Perhaps, though, I will need to write a similar transformation function in the pmatch
package that rewrites calls to cases
. I think that would be the solution to this issue.
Problems with CMD CHECK
So, I think I can solve the byte-compiler issue, but I have more of a problem with package checking.
There are some issues that are easy to solve. A package check will complain if there are unbound variables, which there are when we pattern match in pmatch::cases
. I can solve that by defining the variables and giving them dummy values—those variables will never be used, but it will shut up the checker.
What I don’t know how to handle is this error:
Error in attr(e, "srcref")[[i]] : subscript out of bounds
Calls: <Anonymous> ... <Anonymous> -> collectUsage -> collectUsageFun -> walkCode -> h
I get it for the functions I transform using tailr
. I figured it was because tailr::loop_transform
doesn’t set the "srcref"
attribute, so I tried changing that. I did something like this, just inside the loop_transform
function:
lldrop <- function(llist, k, acc = NIL) {
if (k == 0) return(llist)
pmatch::cases(
llist,
NIL -> stop("There were less than k elements in the list"),
CONS(car, cdr) -> lldrop(cdr, k - 1)
)
}
lldrop_tr <- tailr::loop_transform(lldrop)
attributes(lldrop_tr)
## NULL
lldrop_tr
## function (llist, k, acc = NIL)
## {
## .tailr_llist <- llist
## .tailr_k <- k
## .tailr_acc <- acc
## callCC(function(escape) {
## repeat {
## llist <- .tailr_llist
## k <- .tailr_k
## acc <- .tailr_acc
## {
## if (k == 0)
## escape(llist)
## if (!rlang::is_null(..match_env <- pmatch::test_pattern(llist,
## NIL)))
## with(..match_env, escape(stop("There were less than k elements in the list")))

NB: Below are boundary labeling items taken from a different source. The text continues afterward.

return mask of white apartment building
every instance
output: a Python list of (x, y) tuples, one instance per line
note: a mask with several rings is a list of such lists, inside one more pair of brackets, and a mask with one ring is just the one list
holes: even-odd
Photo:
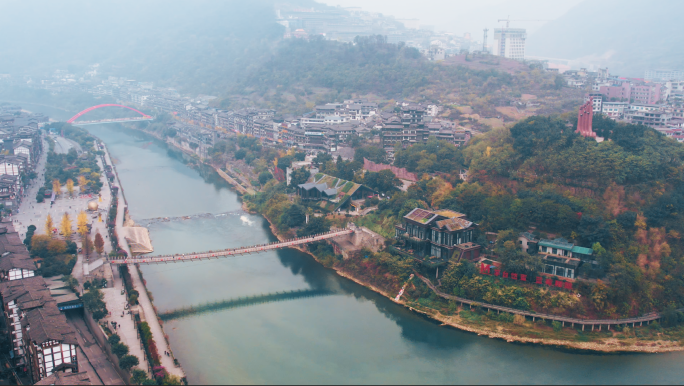
[(494, 52), (496, 56), (524, 60), (525, 39), (527, 30), (524, 28), (496, 28), (494, 29)]
[(603, 102), (601, 113), (611, 118), (622, 118), (625, 115), (625, 110), (629, 108), (627, 102)]
[(684, 71), (682, 70), (646, 70), (644, 80), (652, 81), (668, 81), (668, 80), (684, 80)]

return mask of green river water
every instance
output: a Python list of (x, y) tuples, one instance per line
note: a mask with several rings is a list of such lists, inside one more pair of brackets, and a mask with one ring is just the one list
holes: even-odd
[[(118, 160), (135, 220), (223, 213), (153, 223), (155, 253), (275, 240), (263, 218), (241, 211), (237, 195), (218, 176), (189, 168), (165, 144), (115, 125), (88, 130)], [(681, 384), (684, 379), (683, 353), (597, 355), (440, 327), (295, 250), (142, 271), (162, 312), (279, 291), (330, 292), (165, 322), (171, 347), (195, 384)]]

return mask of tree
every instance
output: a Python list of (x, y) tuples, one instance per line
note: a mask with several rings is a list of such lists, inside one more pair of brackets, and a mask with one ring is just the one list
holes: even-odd
[(69, 197), (74, 196), (74, 180), (71, 178), (67, 180), (67, 192), (69, 193)]
[(397, 187), (402, 185), (401, 180), (389, 169), (381, 170), (378, 173), (366, 172), (363, 176), (363, 183), (381, 193), (396, 191)]
[(121, 367), (122, 370), (130, 370), (138, 364), (140, 364), (140, 360), (135, 355), (124, 355), (119, 359), (119, 367)]
[(311, 173), (304, 167), (295, 169), (290, 173), (290, 186), (296, 187), (297, 185), (305, 184), (309, 180)]
[(56, 178), (54, 180), (52, 180), (52, 191), (55, 194), (62, 193), (62, 186), (59, 184), (59, 180)]
[(126, 346), (123, 343), (115, 343), (112, 345), (112, 353), (116, 355), (117, 357), (121, 358), (122, 356), (128, 354), (128, 346)]
[(304, 213), (304, 208), (301, 205), (291, 205), (281, 216), (281, 224), (285, 224), (288, 227), (298, 227), (306, 222), (306, 213)]
[(71, 218), (68, 213), (64, 213), (64, 216), (62, 216), (62, 222), (59, 227), (64, 238), (68, 240), (73, 232), (71, 229)]
[(26, 238), (24, 239), (24, 245), (26, 245), (26, 248), (29, 251), (31, 250), (31, 239), (33, 238), (33, 234), (35, 233), (35, 231), (35, 225), (29, 225), (29, 227), (26, 229)]
[(104, 252), (104, 239), (102, 238), (102, 235), (100, 232), (97, 232), (95, 234), (95, 251), (97, 251), (98, 255), (101, 255)]
[(67, 251), (67, 245), (64, 240), (50, 240), (47, 251), (53, 256), (61, 255)]
[(83, 256), (90, 256), (93, 252), (93, 240), (90, 239), (89, 235), (83, 236)]
[(52, 216), (48, 213), (48, 217), (45, 219), (45, 234), (52, 237), (53, 229), (55, 229), (55, 224), (52, 222)]
[(308, 236), (316, 233), (325, 233), (330, 230), (330, 221), (325, 217), (310, 217), (309, 223), (297, 232), (297, 236)]
[(332, 161), (332, 156), (328, 153), (320, 152), (313, 159), (313, 163), (316, 165), (325, 165), (326, 162)]
[(121, 337), (118, 334), (112, 334), (107, 338), (107, 342), (109, 342), (110, 345), (115, 345), (119, 342), (121, 342)]
[(89, 289), (81, 299), (85, 308), (93, 314), (93, 319), (100, 320), (107, 315), (107, 304), (103, 300), (104, 294), (99, 289)]
[(303, 151), (295, 152), (295, 161), (304, 161), (306, 159), (306, 153)]
[[(131, 383), (134, 385), (144, 385), (143, 382), (147, 380), (150, 380), (150, 378), (147, 377), (147, 373), (145, 371), (140, 369), (131, 370)], [(154, 384), (156, 385), (157, 383), (155, 382)]]
[(271, 172), (262, 172), (259, 174), (259, 183), (261, 185), (266, 185), (268, 180), (272, 179), (273, 175), (271, 175)]
[(556, 78), (553, 80), (554, 87), (556, 90), (560, 90), (565, 86), (565, 78), (563, 78), (562, 75), (556, 75)]
[(48, 254), (48, 244), (52, 239), (48, 235), (36, 235), (31, 238), (31, 254), (45, 257)]
[(361, 164), (363, 164), (364, 158), (375, 163), (385, 163), (387, 162), (386, 157), (385, 149), (376, 146), (362, 146), (354, 152), (354, 161)]
[(285, 157), (278, 158), (278, 169), (285, 170), (292, 166), (292, 156), (286, 155)]
[(247, 155), (247, 150), (240, 149), (240, 150), (235, 152), (235, 159), (241, 160), (241, 159), (245, 158), (246, 155)]
[(81, 237), (85, 237), (88, 233), (88, 215), (81, 211), (76, 218), (76, 229)]

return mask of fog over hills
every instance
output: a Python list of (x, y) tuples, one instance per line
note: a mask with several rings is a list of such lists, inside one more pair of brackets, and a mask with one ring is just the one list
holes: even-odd
[(684, 1), (586, 0), (530, 35), (527, 54), (579, 59), (611, 73), (684, 68)]
[(269, 0), (3, 1), (0, 73), (100, 63), (108, 73), (212, 92), (267, 54), (282, 28)]

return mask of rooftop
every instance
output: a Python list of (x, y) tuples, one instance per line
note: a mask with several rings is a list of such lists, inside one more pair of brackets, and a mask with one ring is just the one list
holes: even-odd
[(404, 216), (404, 218), (408, 220), (417, 221), (419, 223), (427, 224), (437, 216), (439, 216), (437, 213), (431, 212), (429, 210), (415, 208), (406, 216)]

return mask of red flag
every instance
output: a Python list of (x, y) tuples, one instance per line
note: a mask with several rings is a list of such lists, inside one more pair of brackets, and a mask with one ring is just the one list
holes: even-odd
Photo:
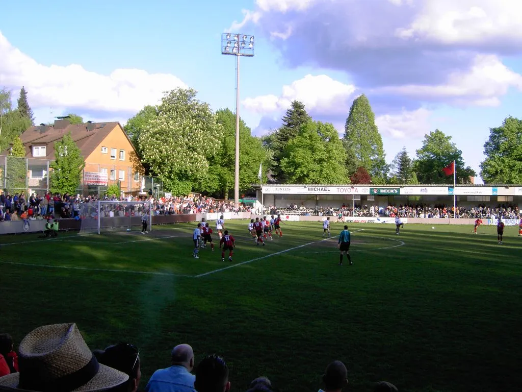
[(455, 172), (455, 162), (452, 162), (448, 166), (443, 169), (442, 171), (444, 172), (444, 174), (446, 176), (454, 174)]

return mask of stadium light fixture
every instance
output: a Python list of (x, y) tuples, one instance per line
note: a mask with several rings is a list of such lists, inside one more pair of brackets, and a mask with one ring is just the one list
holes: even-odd
[[(232, 45), (232, 42), (234, 45)], [(248, 43), (248, 45), (246, 44)], [(239, 33), (221, 34), (221, 54), (236, 56), (235, 95), (235, 176), (234, 184), (234, 202), (239, 206), (239, 57), (254, 57), (254, 36)]]

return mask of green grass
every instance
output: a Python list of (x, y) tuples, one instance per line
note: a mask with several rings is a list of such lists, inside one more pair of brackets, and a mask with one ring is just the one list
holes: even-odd
[[(196, 363), (222, 355), (234, 391), (264, 375), (280, 391), (315, 392), (335, 359), (348, 367), (350, 391), (382, 380), (425, 392), (522, 385), (518, 228), (500, 245), (493, 226), (475, 235), (407, 224), (397, 236), (393, 225), (352, 225), (363, 229), (352, 234), (354, 265), (340, 267), (320, 223), (287, 223), (264, 247), (248, 239), (245, 221), (227, 224), (239, 240), (232, 264), (283, 252), (194, 278), (231, 263), (208, 248), (192, 257), (194, 224), (155, 226), (148, 237), (0, 238), (0, 330), (19, 342), (38, 326), (74, 321), (92, 349), (132, 342), (140, 389), (182, 342)], [(337, 235), (341, 225), (332, 226)]]

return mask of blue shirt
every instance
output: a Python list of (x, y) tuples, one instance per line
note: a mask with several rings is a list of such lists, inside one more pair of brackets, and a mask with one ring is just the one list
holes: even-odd
[(174, 365), (159, 369), (152, 374), (145, 387), (146, 392), (196, 392), (196, 376), (185, 366)]
[(339, 243), (349, 242), (350, 242), (350, 232), (348, 230), (343, 230), (339, 235)]

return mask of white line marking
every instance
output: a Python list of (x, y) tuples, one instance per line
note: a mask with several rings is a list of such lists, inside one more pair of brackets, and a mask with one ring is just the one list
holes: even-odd
[(145, 275), (160, 275), (165, 276), (179, 276), (183, 278), (195, 278), (193, 275), (179, 275), (175, 273), (167, 272), (156, 272), (147, 271), (131, 271), (130, 270), (110, 270), (103, 268), (88, 268), (84, 267), (69, 267), (67, 266), (48, 266), (42, 264), (30, 264), (29, 263), (15, 263), (11, 261), (0, 261), (2, 264), (10, 264), (13, 266), (24, 266), (26, 267), (42, 267), (44, 268), (60, 268), (65, 270), (81, 270), (82, 271), (98, 271), (103, 272), (126, 272), (127, 273), (137, 273)]
[[(353, 232), (351, 232), (351, 233), (354, 233), (355, 231), (360, 232), (360, 231), (361, 231), (362, 230), (364, 230), (364, 229), (358, 229), (357, 230), (354, 230)], [(303, 247), (304, 247), (305, 246), (307, 246), (308, 245), (311, 245), (313, 244), (316, 244), (317, 243), (323, 242), (323, 241), (328, 241), (329, 239), (331, 239), (332, 238), (336, 238), (337, 237), (338, 237), (338, 236), (335, 236), (335, 237), (330, 237), (329, 238), (325, 238), (324, 239), (322, 239), (322, 240), (319, 240), (319, 241), (314, 241), (313, 242), (309, 243), (308, 244), (304, 244), (302, 245), (299, 245), (299, 246), (294, 246), (293, 248), (289, 248), (288, 249), (285, 249), (284, 250), (281, 250), (281, 251), (280, 251), (279, 252), (276, 252), (275, 253), (271, 253), (270, 255), (267, 255), (264, 256), (262, 256), (261, 257), (257, 257), (257, 258), (256, 258), (255, 259), (252, 259), (252, 260), (247, 260), (246, 261), (243, 261), (242, 262), (241, 262), (241, 263), (238, 263), (236, 264), (233, 264), (232, 266), (229, 266), (228, 267), (223, 267), (223, 268), (219, 268), (219, 269), (218, 269), (217, 270), (214, 270), (213, 271), (209, 271), (208, 272), (205, 272), (204, 273), (200, 273), (200, 274), (199, 274), (198, 275), (196, 275), (195, 276), (194, 276), (194, 278), (201, 278), (203, 276), (206, 276), (207, 275), (210, 275), (211, 274), (215, 273), (216, 272), (220, 272), (222, 271), (225, 271), (226, 270), (229, 270), (231, 268), (233, 268), (235, 267), (238, 267), (239, 266), (242, 266), (244, 264), (248, 264), (249, 263), (251, 263), (253, 261), (257, 261), (257, 260), (263, 260), (264, 259), (267, 259), (269, 257), (271, 257), (272, 256), (277, 256), (278, 255), (281, 255), (281, 254), (282, 254), (283, 253), (286, 253), (287, 252), (289, 252), (291, 250), (293, 250), (294, 249), (299, 249), (300, 248), (303, 248)]]

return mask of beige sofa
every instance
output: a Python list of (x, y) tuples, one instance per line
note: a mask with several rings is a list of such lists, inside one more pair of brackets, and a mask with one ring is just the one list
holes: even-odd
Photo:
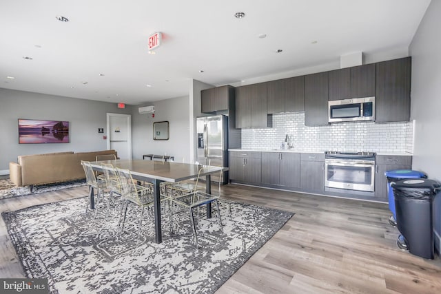
[(95, 161), (97, 155), (115, 154), (115, 150), (92, 152), (59, 152), (19, 156), (18, 162), (9, 163), (11, 182), (16, 186), (65, 182), (85, 178), (81, 160)]

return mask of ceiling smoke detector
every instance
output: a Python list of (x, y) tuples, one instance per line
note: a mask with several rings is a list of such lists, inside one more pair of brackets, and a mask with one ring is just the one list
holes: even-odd
[(244, 17), (245, 17), (245, 14), (244, 12), (236, 12), (234, 14), (234, 17), (236, 17), (236, 19), (243, 19)]

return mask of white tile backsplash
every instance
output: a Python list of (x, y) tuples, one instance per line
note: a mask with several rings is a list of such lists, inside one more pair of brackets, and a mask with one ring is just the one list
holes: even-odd
[(371, 151), (413, 153), (413, 122), (339, 123), (305, 125), (305, 112), (273, 115), (273, 127), (242, 129), (243, 149), (280, 148), (288, 134), (298, 151)]

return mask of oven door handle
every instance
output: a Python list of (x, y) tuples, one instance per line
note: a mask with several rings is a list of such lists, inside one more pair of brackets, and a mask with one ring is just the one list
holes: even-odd
[(333, 161), (331, 162), (326, 162), (327, 165), (337, 165), (338, 167), (372, 167), (375, 165), (372, 163), (360, 162), (356, 161)]

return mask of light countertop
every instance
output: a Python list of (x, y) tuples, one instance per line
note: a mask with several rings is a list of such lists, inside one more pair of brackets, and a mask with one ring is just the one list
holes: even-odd
[[(255, 152), (292, 152), (292, 153), (316, 153), (322, 154), (324, 151), (313, 151), (313, 150), (296, 150), (295, 149), (267, 149), (267, 148), (245, 148), (245, 149), (229, 149), (228, 151), (255, 151)], [(383, 156), (411, 156), (412, 154), (407, 152), (376, 152), (377, 155)]]

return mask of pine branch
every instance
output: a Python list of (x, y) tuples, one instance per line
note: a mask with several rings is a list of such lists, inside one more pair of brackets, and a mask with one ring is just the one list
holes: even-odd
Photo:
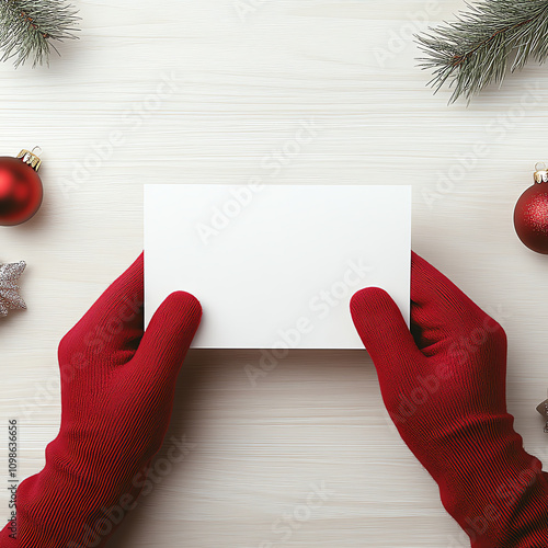
[(0, 0), (0, 60), (47, 64), (50, 49), (57, 52), (52, 42), (76, 38), (76, 14), (67, 0)]
[(548, 0), (483, 0), (467, 7), (456, 22), (416, 36), (429, 55), (420, 66), (434, 69), (429, 85), (436, 92), (447, 81), (455, 87), (449, 102), (501, 83), (509, 66), (513, 72), (528, 59), (548, 57)]

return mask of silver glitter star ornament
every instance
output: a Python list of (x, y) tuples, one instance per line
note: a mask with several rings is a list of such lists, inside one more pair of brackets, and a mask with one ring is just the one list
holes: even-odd
[(26, 263), (0, 264), (0, 318), (8, 316), (8, 310), (26, 308), (19, 294), (18, 281), (25, 270)]

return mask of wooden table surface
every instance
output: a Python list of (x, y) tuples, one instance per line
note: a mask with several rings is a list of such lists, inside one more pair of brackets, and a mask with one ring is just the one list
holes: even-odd
[[(548, 259), (512, 225), (548, 158), (545, 67), (468, 107), (433, 96), (412, 34), (457, 0), (78, 7), (80, 39), (49, 68), (0, 66), (1, 153), (39, 145), (46, 190), (39, 215), (0, 230), (0, 261), (28, 263), (28, 310), (0, 320), (0, 424), (7, 438), (19, 420), (21, 478), (58, 432), (61, 335), (142, 248), (142, 184), (254, 176), (412, 184), (413, 249), (504, 326), (509, 406), (527, 448), (547, 455), (535, 407), (548, 387)], [(316, 136), (295, 152), (301, 124)], [(244, 366), (258, 359), (191, 353), (171, 425), (191, 449), (111, 546), (469, 546), (390, 425), (365, 352), (294, 351), (253, 387)], [(0, 441), (0, 479), (5, 457)]]

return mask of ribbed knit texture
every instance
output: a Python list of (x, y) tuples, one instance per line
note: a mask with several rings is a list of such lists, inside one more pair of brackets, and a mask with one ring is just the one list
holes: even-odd
[(548, 547), (548, 482), (506, 412), (502, 327), (416, 253), (411, 331), (377, 287), (351, 301), (401, 437), (475, 548)]
[(59, 435), (44, 470), (21, 483), (18, 539), (7, 527), (2, 548), (103, 547), (135, 505), (202, 316), (175, 293), (144, 334), (142, 300), (141, 255), (62, 339)]

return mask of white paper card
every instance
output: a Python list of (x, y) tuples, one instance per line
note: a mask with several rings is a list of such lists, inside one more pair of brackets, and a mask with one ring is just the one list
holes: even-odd
[(411, 186), (145, 185), (146, 324), (172, 292), (201, 349), (363, 349), (350, 315), (386, 289), (409, 326)]

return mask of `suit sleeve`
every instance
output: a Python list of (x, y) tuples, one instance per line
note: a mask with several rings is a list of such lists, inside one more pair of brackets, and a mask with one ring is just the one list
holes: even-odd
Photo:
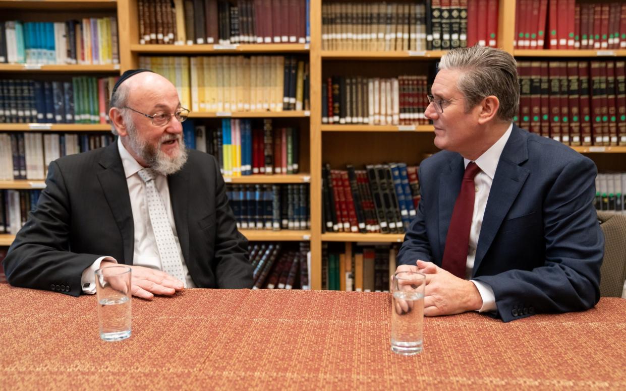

## else if (!rlang::is_null(..match_env <- pmatch::test_pattern(llist,
## CONS(car, cdr))))
## with(..match_env, {
## .tailr_llist <<- cdr
## .tailr_k <<- k - 1
## })
## }
## }
## })
## }
## <bytecode: 0x7f91685cd1b8>
attr(lldrop_tr, "srcref") <- attr(lldrop, "srcref")
attributes(lldrop_tr)
## $srcref
## function(llist, k, acc = NIL) {
## if (k == 0) return(llist)
## pmatch::cases(
## llist,
## NIL -> stop("There were less than k elements in the list"),
## CONS(car, cdr) -> lldrop(cdr, k - 1)
## )
## }
lldrop_tr
## function(llist, k, acc = NIL) {
## if (k == 0) return(llist)
## pmatch::cases(
## llist,
## NIL -> stop("There were less than k elements in the list"),
## CONS(car, cdr) -> lldrop(cdr, k - 1)
## )
## }
## <bytecode: 0x7f91685cd1b8>
It is a bit of a cheat since I now claim that the modified function actually consists of the same code as the original, but I think that would be the way to go. If people want to see the source code of a function, they want the human readable version, not the transformed version.
It doesn’t help, though. I still get the error.
I don’t know what is causing this or how to debug it. I have never delved deep into package checking. I would love some pointers!